Even so, the federal Opposition is pursuing the issue through the Estimates process with Senator Doug Cameron pushing for answers on how long the Reserve Bank’s contingency payments could endure.
“What if you have no alternative and you are facing industrial action, how long can this last?” Senator Cameron asked during the Estimates hearing.
Deputy Secretary for Human Services’ Service Delivery Operations Group, Grant Tidswell, responded that “obviously people’s entitlements will change — things will occur in their set of circumstances — but we could continue to pay people for some considerable period of time. Some people will cease to be on payment.”
In fact dead people would still get paid, while payments for newborns and their parents would be held up.
The rudimentary fall back plans have underscored the challenge that Human Services faces in modernising its core transactional system, ISIS, which is underpinned by the 30 year old Model 204 mainframe system which relies on batch processing.
The complexity and age of the mainframe legacy system has been compared with the challenge that the Commonwealth Bank of Australia recently faced in replacing its own homebuilt engine with a new system based on software from German vendor SAP.
While no contracts have yet been signed between Human Services and SAP, the highly successful implementation at the CBA has made the German company a front runner in the quest to modernise the welfare bureaucracy’s systems.

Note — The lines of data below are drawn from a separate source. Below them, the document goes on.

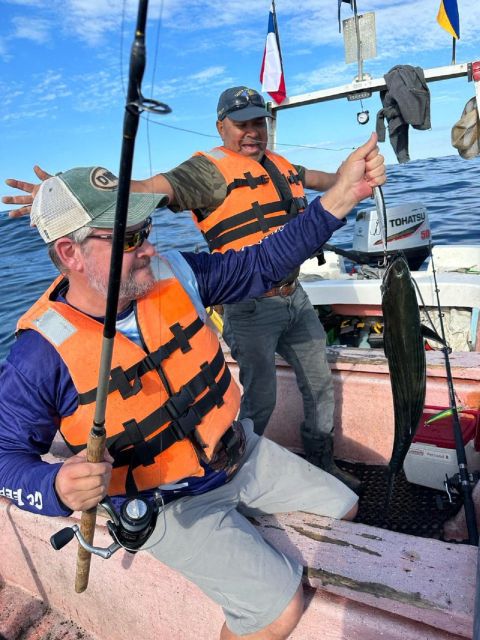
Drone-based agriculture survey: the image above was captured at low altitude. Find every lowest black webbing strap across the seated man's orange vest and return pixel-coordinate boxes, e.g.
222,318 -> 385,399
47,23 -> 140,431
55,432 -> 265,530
109,367 -> 231,468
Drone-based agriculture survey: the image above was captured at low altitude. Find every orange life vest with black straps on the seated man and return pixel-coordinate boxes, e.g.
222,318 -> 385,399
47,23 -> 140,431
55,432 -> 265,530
17,278 -> 240,495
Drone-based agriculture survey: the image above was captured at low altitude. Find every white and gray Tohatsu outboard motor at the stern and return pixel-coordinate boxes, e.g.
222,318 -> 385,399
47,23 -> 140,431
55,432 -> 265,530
352,202 -> 430,271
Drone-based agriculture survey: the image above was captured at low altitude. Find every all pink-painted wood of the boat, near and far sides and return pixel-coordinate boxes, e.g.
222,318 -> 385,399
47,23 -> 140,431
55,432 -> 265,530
0,349 -> 480,640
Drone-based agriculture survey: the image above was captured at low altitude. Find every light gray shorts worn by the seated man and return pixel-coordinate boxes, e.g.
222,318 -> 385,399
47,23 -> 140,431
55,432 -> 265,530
145,420 -> 357,635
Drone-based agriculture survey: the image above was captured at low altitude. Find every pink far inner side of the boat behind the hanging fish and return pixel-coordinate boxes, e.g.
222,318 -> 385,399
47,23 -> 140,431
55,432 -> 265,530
251,347 -> 480,464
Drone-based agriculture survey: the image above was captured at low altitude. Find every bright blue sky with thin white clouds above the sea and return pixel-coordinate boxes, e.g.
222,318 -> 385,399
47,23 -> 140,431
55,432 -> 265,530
0,0 -> 480,193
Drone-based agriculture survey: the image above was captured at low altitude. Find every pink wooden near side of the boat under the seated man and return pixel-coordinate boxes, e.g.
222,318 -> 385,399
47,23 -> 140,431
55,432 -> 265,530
0,498 -> 477,640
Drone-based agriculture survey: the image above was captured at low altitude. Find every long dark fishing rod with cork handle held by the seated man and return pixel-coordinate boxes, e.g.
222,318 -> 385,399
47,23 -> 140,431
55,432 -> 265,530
75,0 -> 171,593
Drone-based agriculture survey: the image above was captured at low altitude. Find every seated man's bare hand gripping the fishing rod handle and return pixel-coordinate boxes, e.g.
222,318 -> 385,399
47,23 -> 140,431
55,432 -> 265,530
55,450 -> 113,511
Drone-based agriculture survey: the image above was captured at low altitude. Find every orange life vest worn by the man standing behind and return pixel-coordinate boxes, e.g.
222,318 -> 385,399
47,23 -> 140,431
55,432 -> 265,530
194,147 -> 307,253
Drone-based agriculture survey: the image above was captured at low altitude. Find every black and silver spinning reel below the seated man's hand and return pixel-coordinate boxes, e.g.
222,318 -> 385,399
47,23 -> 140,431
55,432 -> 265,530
50,496 -> 159,560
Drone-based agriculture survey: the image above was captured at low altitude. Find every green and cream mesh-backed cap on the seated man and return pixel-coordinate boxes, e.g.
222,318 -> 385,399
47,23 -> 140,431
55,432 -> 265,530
30,167 -> 168,243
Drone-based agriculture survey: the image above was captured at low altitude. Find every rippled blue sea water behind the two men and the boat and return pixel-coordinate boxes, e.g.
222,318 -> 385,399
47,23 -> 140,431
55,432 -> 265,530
0,156 -> 480,359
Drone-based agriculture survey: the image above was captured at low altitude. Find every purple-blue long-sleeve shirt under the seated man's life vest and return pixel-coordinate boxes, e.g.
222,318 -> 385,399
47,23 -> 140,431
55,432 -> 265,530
0,198 -> 343,516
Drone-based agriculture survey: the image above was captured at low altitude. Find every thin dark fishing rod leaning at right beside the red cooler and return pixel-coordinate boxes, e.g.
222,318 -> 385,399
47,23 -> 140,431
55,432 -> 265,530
430,243 -> 479,546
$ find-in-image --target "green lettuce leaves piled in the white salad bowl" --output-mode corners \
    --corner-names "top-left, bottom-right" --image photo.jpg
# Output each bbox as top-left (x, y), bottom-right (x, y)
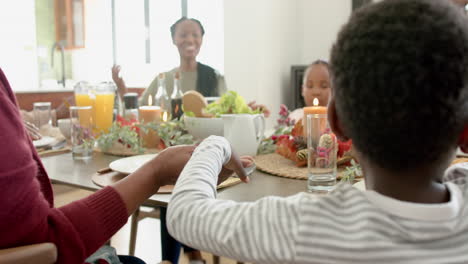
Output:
top-left (205, 91), bottom-right (262, 117)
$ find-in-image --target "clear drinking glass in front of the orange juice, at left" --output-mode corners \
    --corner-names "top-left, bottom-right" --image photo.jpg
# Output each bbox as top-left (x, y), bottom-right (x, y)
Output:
top-left (70, 106), bottom-right (94, 159)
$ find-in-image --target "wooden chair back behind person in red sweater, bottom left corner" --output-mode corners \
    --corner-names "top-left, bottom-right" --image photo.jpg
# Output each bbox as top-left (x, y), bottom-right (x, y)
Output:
top-left (0, 243), bottom-right (57, 264)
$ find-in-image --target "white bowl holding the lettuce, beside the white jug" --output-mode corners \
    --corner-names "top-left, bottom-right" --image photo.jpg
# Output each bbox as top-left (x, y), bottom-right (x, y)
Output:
top-left (184, 116), bottom-right (224, 139)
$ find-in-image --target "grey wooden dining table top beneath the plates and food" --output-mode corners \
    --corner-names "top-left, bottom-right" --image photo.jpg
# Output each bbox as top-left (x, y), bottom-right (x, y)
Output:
top-left (41, 152), bottom-right (307, 207)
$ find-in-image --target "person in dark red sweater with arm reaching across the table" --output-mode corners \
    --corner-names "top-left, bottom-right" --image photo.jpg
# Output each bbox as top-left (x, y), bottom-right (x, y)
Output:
top-left (0, 66), bottom-right (197, 264)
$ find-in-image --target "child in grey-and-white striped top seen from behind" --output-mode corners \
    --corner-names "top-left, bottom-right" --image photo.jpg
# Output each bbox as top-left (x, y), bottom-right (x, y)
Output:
top-left (168, 0), bottom-right (468, 264)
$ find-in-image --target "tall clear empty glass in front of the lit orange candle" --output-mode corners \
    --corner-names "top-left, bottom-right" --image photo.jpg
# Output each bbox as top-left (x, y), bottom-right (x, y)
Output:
top-left (306, 114), bottom-right (337, 192)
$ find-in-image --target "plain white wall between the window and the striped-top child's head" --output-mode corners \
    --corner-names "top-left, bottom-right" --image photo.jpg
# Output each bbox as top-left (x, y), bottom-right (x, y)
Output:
top-left (224, 0), bottom-right (351, 128)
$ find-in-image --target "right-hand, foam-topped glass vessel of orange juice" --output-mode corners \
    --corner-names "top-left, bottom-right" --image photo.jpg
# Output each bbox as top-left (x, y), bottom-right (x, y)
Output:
top-left (94, 82), bottom-right (116, 133)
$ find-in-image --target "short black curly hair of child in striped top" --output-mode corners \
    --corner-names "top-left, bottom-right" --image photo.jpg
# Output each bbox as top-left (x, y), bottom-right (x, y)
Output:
top-left (330, 0), bottom-right (468, 171)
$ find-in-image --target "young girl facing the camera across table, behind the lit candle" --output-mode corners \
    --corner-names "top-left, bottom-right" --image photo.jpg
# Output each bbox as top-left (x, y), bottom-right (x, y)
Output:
top-left (289, 60), bottom-right (331, 122)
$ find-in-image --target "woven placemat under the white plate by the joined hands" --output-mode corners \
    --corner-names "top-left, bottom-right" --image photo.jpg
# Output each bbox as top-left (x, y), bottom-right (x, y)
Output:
top-left (92, 171), bottom-right (241, 194)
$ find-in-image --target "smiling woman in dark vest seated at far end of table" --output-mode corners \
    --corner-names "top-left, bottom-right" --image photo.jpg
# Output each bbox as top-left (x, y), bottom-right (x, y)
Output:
top-left (112, 17), bottom-right (226, 263)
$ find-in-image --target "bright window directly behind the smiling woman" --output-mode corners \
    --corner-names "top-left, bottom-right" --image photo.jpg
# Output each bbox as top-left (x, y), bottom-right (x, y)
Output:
top-left (115, 0), bottom-right (224, 87)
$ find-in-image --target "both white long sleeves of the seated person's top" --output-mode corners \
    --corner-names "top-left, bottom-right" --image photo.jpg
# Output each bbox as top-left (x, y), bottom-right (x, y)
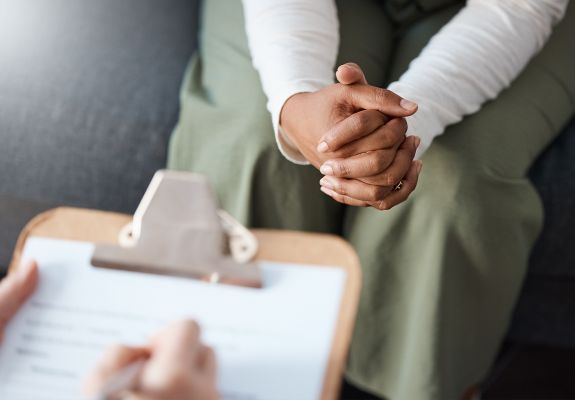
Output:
top-left (243, 0), bottom-right (569, 164)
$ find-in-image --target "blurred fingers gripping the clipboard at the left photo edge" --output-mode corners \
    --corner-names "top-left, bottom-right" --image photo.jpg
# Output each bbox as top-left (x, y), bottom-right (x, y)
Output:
top-left (0, 262), bottom-right (38, 342)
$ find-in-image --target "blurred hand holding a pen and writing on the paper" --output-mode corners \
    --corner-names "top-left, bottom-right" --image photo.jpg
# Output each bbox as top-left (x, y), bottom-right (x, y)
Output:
top-left (86, 321), bottom-right (219, 400)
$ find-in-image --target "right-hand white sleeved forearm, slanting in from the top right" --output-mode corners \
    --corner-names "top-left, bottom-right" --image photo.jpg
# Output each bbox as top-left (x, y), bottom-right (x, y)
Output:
top-left (389, 0), bottom-right (568, 157)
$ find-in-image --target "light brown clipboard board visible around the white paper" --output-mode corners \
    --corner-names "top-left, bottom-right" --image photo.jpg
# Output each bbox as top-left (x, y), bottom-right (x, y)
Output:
top-left (10, 171), bottom-right (361, 400)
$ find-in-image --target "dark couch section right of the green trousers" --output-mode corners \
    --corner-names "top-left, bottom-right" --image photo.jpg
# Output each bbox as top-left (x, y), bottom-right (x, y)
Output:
top-left (509, 116), bottom-right (575, 348)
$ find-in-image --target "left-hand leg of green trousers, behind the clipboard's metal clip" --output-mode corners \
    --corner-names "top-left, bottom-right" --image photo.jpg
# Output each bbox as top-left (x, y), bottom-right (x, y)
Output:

Banking sources have indicated to Government News that apart from the successful deployment at CBA, the availability of local labour already well versed in the system would be advantageous over flying in consultants from all over the world.
Labor’s Senator Doug Cameron is certainly keen for any upgrade of Human Services’ core systems to harness local talent.
Citing a figure of between $1 billion and $1.5 billion of likely IT spend needed to overhaul DHS’ IT systems, Senator Cameron pressed for answers on whether the money would stay at home.
“Is the issue of how we can increase our local IT capacity through this investment being analysed?” Senator Cameron probed.
“I am just asking now about the engagement between the [Industry Department] and [Human Services] in relation to initiatives that can be taken to promote Australian industry through this massive investment. Nothing has come from the Department of Industry so far. Is that what you are saying?”
The official answer from that Human Services Secretary Campbell was that the Department would “continue to work with a number of parties, including the industry department.”
However the technological spectre of what was once a system that made Centrelink the technological envy of comparable economies was not about to rest.
With CPSU and Human Services bargaining talks now deadlocked, Senator Cameron pursued the Department and its Minister, Senator Marise Payne, on why management was pursuing the extension of working hours and other cost savings as a proxy for productivity increases . . . rather than upgrading technology
“We have to do two things: we have to generate genuine productivity and we also have to generate cashable savings to enable us to pay. The overtime allowance is a cashable saving,” Ms Campbell told the Estimates hearing.
Productivity, like beauty, is usually seen through the eye of the beholder.